In rotating stream nozzles and in other nozzles, it is desirable to control the arcuate area through which the nozzle distributes water. In this regard, it is desirable to use a nozzle that distributes water through a variable pattern, such as a full circle, half-circle, or some other arc portion of a circle, at the discretion of the user. Traditional variable arc nozzles suffer from limitations with respect to setting the water distribution arc. Some have used interchangeable pattern inserts to select from a limited number of water distribution arcs, such as quarter-circle or half-circle. Others have used punch-outs to select a fixed water distribution arc, but once a distribution arc was set by removing some of the punch-outs, the arc could not later be reduced. Many conventional nozzles have a fixed, dedicated construction that permits only a discrete number of arc patterns and prevents them from being adjusted to any arc pattern desired by the user.
Other conventional nozzle types allow a variable arc of coverage but only for a very limited arcuate range.
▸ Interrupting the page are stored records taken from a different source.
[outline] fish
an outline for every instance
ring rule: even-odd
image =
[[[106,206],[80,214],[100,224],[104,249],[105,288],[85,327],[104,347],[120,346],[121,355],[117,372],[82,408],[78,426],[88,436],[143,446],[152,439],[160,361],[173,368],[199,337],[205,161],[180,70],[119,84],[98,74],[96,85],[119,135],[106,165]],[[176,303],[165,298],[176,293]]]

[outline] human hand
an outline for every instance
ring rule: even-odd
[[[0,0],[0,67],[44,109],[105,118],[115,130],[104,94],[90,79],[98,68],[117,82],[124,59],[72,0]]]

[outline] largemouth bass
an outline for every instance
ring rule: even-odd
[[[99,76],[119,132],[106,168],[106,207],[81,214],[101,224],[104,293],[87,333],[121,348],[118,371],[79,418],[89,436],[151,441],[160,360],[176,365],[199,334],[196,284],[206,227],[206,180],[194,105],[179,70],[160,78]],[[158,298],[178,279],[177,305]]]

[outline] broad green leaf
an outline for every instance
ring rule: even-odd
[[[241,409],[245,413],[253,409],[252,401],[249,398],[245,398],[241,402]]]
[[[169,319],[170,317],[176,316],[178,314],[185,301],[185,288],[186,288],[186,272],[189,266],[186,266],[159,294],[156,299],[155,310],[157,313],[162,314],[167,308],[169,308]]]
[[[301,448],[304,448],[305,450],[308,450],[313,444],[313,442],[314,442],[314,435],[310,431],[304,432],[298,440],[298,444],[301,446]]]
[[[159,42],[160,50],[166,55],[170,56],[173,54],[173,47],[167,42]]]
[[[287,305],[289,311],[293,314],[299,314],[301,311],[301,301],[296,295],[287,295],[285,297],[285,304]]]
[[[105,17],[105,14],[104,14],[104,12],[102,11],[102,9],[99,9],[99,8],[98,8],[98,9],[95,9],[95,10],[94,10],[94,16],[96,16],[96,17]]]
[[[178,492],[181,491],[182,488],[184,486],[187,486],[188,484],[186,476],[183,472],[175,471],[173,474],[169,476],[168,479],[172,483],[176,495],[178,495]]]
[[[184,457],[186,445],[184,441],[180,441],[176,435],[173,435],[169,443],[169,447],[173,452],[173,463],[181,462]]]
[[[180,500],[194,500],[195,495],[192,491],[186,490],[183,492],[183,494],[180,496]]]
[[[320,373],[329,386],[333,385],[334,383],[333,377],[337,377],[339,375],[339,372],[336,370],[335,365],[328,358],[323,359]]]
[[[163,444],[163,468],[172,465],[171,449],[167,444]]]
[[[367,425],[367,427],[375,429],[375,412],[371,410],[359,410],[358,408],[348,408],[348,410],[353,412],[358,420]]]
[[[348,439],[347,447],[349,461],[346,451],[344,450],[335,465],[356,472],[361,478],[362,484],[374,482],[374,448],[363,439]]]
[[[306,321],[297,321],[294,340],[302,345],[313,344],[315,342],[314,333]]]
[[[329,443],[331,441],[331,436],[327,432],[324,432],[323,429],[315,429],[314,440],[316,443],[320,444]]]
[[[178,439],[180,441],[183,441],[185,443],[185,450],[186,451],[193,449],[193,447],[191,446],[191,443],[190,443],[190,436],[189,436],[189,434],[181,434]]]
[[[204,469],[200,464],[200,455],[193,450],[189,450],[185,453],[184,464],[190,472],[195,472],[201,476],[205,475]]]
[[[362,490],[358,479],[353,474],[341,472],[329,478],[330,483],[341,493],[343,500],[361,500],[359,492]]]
Because of the limited adjustability of the water distribution arc, use of such conventional nozzles may result in overwatering or underwatering of surrounding terrain. This is especially true where multiple nozzles are used in a predetermined pattern to provide irrigation coverage over extended terrain. In such instances, given the limited flexibility in the types of water distribution arcs available, the use of multiple conventional nozzles often results in an overlap in the water distribution arcs or in insufficient coverage. Thus, certain portions of the terrain are overwatered, while other portions are not watered at all. Accordingly, there is a need for a variable arc nozzle that allows a user to set the water distribution arc along a substantial continuum of arcuate coverage, rather than several models that provide a limited arcuate range of coverage.
It is also desirable to control or regulate the throw radius of the water distributed to the surrounding terrain. In this regard, in the absence of a radius reduction device, the irrigation nozzle will have limited variability in the throw radius of water distributed from the nozzle, given relatively constant water pressure from a source. The inability to adjust the throw radius results both in the wasteful watering of terrain that does not require irrigation or insufficient watering of terrain that does require irrigation. A radius reduction device is desired to allow flexibility in water distribution and to allow control over the distance water is distributed from the nozzle, without varying the water pressure from the source. Some designs provide only limited adjustability and, therefore, allow only a limited range over which water may be distributed by the nozzle.
In addition, in previous designs, adjustment of the distribution arc has been regulated through the use of a hand tool, such as a screwdriver. The hand tool may be used to access a slot in the top of the nozzle cap, which is rotated to increase or decrease the length of the distribution arc. The slot is generally at one end of a shaft that rotates and causes an arc adjustment valve to open or close a desired amount. Users, however, may not have a hand tool readily available when they desire to make such adjustments. It would be therefore desirable to allow arc adjustment from the top of the nozzle without the need of a hand tool. It would also be desirable to allow the user to depress and rotate the top of the nozzle to directly actuate the arc adjustment valve, rather than through an intermediate rotating shaft.
Accordingly, a need exists for a truly variable arc nozzle that can be adjusted to a substantial range of water distribution arcs. In addition, a need exists to increase the adjustability of radius reduction and throw radius of an irrigation nozzle without varying the water pressure, particularly for rotating stream nozzles of the type for sweeping a plurality of relatively small water streams over a surrounding terrain area. Further, a need exists for a nozzle that allows a user to directly actuate an arc adjustment valve, rather than through a rotating shaft requiring a hand tool, and to adjust the throw radius by actuating or rotating an outer wall portion of the nozzle.